SIFT_Analytics_Data_Driven_Insurance

In a data-driven insurance model, companies leverage their data to develop innovative solutions, automate their process, and create value-added services. This session is specifically designed to address the challenges faced by insurance companies in achieving these objectives.

📊 Eliminate Manual Reports and IFRS17 Processes

  • Challenges: Reports such as compliance and IFRS 17 processes involve tedious and manual tasks performed daily.
     
  • Approach: Automate these reports and processes to ensure accurate results, eliminate human errors, and simplify variance root cause analysis and amount validations.
     
  • Impact: The automated workflow becomes a repeatable process that generates final outputs more accurately and efficiently.

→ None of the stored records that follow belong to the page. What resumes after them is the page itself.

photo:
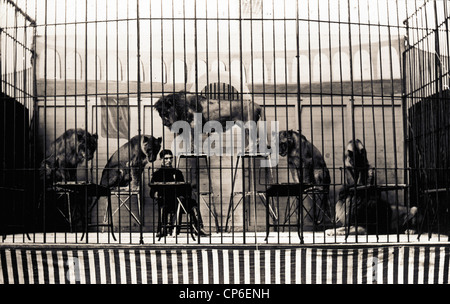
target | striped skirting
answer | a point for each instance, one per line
(368, 265)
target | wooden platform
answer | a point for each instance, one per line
(216, 260)
(235, 239)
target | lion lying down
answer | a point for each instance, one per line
(183, 106)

💡 Insurance Sales Optimization

  • Challenges: Agents face several challenges in identifying and closing deals with potential customers, including a deep understanding of customer-specific needs based on their unique profile and stage of life, offering personalized advice, and recommending the most suitable insurance products to them.  

  • Approach: Leveraging advanced data analytics to transform the way agents operate, the focus is on three key areas: customer segmentation, predictive analytics for customer identification, and product coverage recommendations.

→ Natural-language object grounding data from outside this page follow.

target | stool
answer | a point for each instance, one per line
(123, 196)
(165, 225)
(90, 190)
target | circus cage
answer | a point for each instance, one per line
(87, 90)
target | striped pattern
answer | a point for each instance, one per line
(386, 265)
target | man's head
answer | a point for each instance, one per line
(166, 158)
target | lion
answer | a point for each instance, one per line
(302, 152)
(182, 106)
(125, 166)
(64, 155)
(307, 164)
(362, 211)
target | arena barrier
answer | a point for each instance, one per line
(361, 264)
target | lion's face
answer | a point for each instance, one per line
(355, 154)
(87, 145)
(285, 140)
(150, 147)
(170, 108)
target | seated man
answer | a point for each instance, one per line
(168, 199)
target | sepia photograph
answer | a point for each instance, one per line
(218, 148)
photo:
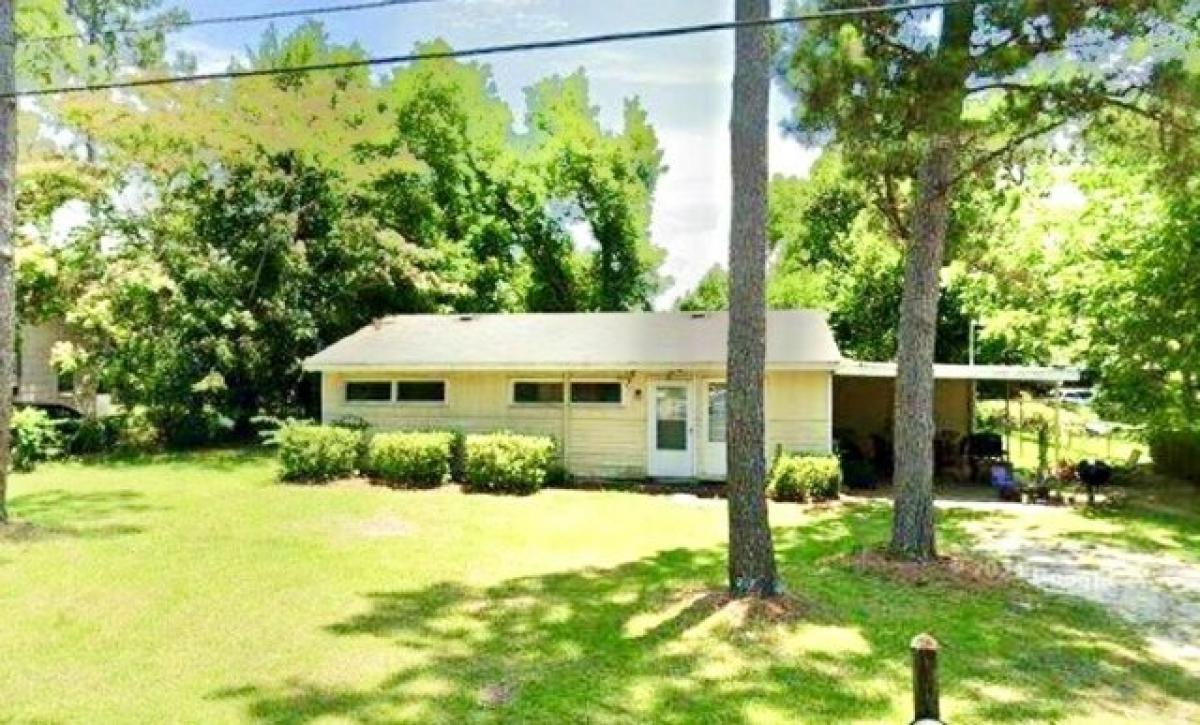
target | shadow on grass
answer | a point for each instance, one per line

  • Impact: By recognizing customers as individuals rather than mere market segments, agents are empowered with data-driven decision-making, gaining actionable insights and delivering timely, relevant products. With higher precision to identify the right customer and empowered by product recommendation mechanisms, agents can focus more on servicing the 20% of high potential customers and generate 80% of the Analyze First Year Premium (AFYP).